Six years in, he's making some changes to the foundation. He wants to help women who have experienced domestic violence, and has contacted area nonprofits, like Wings, to find women in need. So far the foundation has given $170,592 to eight families under this initiative. Second, grants are getting bigger. This year's grants average $19,064; historically, they've averaged $8,724. "I'm focused on helping people in a more significant way," says Ciardelli, 51, a divorced father of four who lives in Hinsdale. The son of a lawyer and a homemaker, he grew up Catholic but no longer attends church. "I pray a lot," he says. "The more I pray, the more I give back, the more good things happen. It feels good."
While Ciardelli's brand of philanthropy works for him, it's not a perfect model. Money buys shelter, clothing, food and a car, but not the psychological support that people in crisis often need. For example, Wings, which has a budget of $6 million a year and operates several safe houses in the Chicago area, has a professionally trained staff that helps women recover from domestic violence. "We are keeping an eye on things—we have their back," says CEO Rebecca Darr.
Another is making sure that grantees really need the money. Would-be Guaranteed Rate Foundation grant recipients fill out an application, which is reviewed by a 10-person committee composed of employees who volunteer their time. Applicants who make it through the first round submit financial information, including bank and credit card statements and tax returns. Another committee approves the final applications, and Ciardelli retains veto power. Grantees submit bills to Guaranteed Rate Foundation, which pays them directly. One-third of applications are approved, compared with about 50 percent for foundations overall, according to 2004 Foundation Center research, the most recent available.
Ciardelli wants the foundation to eventually grant $5 million or $10 million a year. Most foundations have staffs and infrastructure to help them scale. Guaranteed Rate Foundation has volunteers, and applications can run 90 to 100 pages. The foundation is making the application process more efficient, and it might hire additional staff, says Jay Oleniczak, the foundation's senior director.

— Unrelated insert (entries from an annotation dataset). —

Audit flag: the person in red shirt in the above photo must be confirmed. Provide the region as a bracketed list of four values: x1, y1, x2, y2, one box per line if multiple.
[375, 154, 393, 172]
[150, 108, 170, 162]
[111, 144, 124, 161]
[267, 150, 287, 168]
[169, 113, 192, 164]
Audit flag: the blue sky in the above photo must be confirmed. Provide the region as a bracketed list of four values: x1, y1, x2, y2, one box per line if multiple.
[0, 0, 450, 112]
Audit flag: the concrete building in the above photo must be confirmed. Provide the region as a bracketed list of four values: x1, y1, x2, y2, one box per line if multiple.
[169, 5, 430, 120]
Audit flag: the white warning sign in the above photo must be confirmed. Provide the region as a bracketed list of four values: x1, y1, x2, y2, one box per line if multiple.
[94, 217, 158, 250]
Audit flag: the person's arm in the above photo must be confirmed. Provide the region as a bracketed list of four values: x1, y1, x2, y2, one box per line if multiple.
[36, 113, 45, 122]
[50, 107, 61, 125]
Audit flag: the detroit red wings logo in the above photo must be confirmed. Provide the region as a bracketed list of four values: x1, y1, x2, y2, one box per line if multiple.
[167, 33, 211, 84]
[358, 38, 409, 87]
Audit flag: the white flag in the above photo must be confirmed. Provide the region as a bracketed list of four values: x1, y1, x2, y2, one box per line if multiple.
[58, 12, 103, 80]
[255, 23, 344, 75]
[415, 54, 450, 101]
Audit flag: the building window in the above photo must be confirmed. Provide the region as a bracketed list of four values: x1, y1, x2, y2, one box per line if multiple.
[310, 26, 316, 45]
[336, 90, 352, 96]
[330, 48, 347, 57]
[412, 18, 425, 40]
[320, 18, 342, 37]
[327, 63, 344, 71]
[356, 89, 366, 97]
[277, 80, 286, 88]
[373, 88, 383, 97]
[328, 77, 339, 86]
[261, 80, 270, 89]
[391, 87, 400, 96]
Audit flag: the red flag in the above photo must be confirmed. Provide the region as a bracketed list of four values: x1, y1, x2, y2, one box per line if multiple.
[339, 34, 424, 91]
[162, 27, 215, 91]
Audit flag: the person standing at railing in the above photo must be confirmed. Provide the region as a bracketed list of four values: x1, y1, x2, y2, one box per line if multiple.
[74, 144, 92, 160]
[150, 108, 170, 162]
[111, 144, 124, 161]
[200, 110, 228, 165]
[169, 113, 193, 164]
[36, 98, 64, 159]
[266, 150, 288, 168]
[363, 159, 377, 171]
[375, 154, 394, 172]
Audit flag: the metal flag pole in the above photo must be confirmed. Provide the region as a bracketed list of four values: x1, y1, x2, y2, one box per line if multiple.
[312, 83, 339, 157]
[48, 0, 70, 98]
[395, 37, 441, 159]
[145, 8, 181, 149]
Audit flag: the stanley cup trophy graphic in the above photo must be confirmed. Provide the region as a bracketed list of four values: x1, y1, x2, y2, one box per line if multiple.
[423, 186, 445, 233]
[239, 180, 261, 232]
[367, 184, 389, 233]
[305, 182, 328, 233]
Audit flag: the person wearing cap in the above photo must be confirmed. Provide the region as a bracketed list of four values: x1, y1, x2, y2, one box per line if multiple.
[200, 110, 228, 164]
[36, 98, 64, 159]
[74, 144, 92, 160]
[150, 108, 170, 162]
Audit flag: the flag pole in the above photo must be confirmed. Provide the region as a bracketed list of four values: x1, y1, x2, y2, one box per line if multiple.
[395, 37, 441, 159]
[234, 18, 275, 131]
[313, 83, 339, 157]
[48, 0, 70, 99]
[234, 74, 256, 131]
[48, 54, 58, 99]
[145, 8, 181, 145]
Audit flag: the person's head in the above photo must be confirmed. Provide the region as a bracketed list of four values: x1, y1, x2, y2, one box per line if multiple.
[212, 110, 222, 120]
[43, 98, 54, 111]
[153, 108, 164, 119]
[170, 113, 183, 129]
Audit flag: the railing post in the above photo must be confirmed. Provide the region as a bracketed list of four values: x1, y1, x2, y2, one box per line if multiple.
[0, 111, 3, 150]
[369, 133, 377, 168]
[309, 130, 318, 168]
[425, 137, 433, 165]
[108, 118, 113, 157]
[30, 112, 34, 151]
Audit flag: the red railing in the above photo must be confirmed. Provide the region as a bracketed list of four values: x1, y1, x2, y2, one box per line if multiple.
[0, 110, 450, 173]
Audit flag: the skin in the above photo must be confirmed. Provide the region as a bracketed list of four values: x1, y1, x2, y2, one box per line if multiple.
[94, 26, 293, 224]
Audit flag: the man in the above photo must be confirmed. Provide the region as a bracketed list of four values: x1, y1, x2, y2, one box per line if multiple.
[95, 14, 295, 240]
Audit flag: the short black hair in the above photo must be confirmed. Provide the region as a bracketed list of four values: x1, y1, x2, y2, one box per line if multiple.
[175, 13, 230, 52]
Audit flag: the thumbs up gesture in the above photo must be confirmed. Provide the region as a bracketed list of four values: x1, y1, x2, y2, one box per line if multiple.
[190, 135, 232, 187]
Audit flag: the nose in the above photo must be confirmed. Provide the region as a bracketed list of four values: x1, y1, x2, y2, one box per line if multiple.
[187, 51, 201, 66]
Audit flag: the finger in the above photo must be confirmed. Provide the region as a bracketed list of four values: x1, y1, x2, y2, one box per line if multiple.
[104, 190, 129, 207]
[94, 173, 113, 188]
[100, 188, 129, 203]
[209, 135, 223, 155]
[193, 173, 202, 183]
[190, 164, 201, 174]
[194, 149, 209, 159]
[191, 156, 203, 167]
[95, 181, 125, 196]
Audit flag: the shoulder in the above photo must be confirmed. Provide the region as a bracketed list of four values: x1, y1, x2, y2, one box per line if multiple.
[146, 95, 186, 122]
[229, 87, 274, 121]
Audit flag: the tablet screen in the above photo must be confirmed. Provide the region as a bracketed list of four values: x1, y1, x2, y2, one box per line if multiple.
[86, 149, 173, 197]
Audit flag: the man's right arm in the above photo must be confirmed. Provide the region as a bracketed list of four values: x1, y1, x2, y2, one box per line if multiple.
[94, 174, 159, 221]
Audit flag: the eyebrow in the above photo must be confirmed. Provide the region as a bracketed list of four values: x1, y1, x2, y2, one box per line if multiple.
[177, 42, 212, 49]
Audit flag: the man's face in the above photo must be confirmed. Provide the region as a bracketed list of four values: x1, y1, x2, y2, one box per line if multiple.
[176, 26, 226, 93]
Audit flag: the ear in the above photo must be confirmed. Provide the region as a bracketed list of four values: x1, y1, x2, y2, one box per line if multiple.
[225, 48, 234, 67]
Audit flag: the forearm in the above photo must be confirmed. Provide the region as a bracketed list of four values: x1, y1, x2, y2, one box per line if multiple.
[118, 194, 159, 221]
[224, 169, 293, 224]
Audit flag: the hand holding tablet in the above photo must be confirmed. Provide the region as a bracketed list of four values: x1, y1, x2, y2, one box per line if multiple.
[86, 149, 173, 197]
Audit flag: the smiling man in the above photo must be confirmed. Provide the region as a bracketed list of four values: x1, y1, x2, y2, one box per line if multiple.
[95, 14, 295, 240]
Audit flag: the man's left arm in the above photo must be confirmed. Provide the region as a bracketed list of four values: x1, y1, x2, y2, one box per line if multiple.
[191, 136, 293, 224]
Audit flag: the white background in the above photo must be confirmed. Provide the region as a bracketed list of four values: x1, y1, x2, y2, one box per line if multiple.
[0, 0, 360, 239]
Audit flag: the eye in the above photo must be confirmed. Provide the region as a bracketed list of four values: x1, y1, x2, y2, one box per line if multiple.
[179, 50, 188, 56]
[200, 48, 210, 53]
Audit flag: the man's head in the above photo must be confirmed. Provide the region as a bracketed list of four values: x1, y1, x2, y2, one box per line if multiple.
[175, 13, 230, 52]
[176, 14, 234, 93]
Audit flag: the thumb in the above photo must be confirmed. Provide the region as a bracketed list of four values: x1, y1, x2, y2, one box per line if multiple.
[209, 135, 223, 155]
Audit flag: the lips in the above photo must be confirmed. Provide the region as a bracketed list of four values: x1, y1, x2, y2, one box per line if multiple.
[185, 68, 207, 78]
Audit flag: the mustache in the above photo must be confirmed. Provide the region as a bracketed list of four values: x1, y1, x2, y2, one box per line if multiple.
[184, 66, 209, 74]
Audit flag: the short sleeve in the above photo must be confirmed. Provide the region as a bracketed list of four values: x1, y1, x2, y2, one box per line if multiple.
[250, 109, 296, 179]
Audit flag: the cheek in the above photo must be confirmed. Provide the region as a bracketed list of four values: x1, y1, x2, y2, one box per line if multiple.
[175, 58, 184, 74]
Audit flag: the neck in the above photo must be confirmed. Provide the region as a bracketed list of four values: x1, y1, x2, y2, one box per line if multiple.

Ciardelli got the idea for the foundation in 2011, when a Guaranteed Rate employee's house burned down. The company gave the family $25,000 for food and clothing, "to get them back on their feet," Ciardelli recalls. In 2012, he formally established Guaranteed Rate Foundation to be a "safety net" for employees, their families and friends, and community members in need.
The catch? Their hard luck has to be due to circumstances beyond their control. Those who've brought misfortune on themselves will get Ciardelli's sympathy, but not his foundation's money. Over the years, he's vetoed a handful of applications where "I felt like the person got themselves into the mess," he says.
Guaranteed Rate Foundation is looking for more people who, through no fault of their own, could use a little cash. About half the leads come from Guaranteed Rate employees, and the rest from those who have experienced philanthropy, Ciardelli-style. A grant isn't a guaranteed proposition, but for people like Caitlyn, it's worth a try.